I'm also interested in joining the JAG Corps in the Marines after law school, so I was wondering if there were any available programs that could help me in that field as well.

Thank you.

As mentioned, LSAT and GPA are critical, so be sure that that focus remains consistent. 

Also, a career or start as a JAG officer is an excellent approach, especially if aided with ROTC or enlistment scholarships.

cmd758

  • Guest
Re: Prospective Lawyer (Last leg of Senior Year in HS)
« Reply #15 on: May 29, 2010, 02:13:38 AM »
I suggest that you don't major in Political Science. You might change your mind about going to law school and even if you don't, you want to have a useful degree just in case something wouldn't work out or plans would need to change.

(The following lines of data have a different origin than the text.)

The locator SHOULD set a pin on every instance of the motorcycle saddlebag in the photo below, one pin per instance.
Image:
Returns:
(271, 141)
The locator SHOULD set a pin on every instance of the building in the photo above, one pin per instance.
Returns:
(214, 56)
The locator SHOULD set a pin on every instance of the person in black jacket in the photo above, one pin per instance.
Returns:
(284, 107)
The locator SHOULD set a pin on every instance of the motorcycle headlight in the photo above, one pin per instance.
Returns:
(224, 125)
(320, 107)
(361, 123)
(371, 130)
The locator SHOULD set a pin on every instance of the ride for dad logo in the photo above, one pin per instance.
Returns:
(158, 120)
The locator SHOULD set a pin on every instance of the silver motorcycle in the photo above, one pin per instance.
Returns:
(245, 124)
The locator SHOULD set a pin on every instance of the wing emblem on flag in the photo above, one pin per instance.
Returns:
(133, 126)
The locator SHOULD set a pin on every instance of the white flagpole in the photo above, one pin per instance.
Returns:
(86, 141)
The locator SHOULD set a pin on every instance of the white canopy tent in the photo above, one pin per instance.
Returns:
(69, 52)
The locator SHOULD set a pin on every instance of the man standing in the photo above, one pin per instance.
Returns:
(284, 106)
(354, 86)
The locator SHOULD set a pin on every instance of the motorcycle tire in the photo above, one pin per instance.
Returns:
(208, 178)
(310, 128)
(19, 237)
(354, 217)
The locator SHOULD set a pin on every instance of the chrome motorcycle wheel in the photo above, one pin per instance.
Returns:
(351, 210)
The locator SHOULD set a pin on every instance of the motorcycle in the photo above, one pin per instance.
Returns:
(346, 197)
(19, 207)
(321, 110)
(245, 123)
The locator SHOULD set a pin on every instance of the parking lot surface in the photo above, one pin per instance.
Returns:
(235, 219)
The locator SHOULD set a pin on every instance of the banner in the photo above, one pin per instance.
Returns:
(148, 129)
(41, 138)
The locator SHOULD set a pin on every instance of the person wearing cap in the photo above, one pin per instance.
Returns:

The Political Science major is basically useless by itself and law schools like to have a diverse student body. I can't advise you about what would be a good major for you because I don't know your strengths, but make sure it allows you to be employable. Sure, with a major in Political Science, you could work for the government after you graduate if you didn't go to law school or if you would have to work and go to law school at night because of financial reasons. However, you wouldn't have any real, useful skills that separate you from any other graduate in any other major. You might have a great breadth of knowledge and understanding, but that doesn't mean you have skills to do a job that pays well. Now, someone with a degree in accounting for example, could go to law school and become a great tax or corporate lawyer or not go to law school and be an accountant or work for the IRS. They have skills that others don't have and that are in demand.

Also- make sure the major isn't overcrowded (e.g. Communication).

Just a bit of advice. A lot can change in a few years. You want to have backup plans and have a lot of skills that make you valuable. The other people gave you good advice too, but GPA/LSAT scores are the most important things when applying to law school. One final note- a lot of law schools also mention that they consider "the strength of the course of study" alongside your GPA. So I wouldn't plan on taking a bunch of easy classes to boost your GPA. A regular mix of classes is fine. Just go to class, do the homework/reading, and review your notes weekly. Don't cram. It isn't fun and might get you an A on the test, but not every time. The above method will ensure an A if you're dedicated.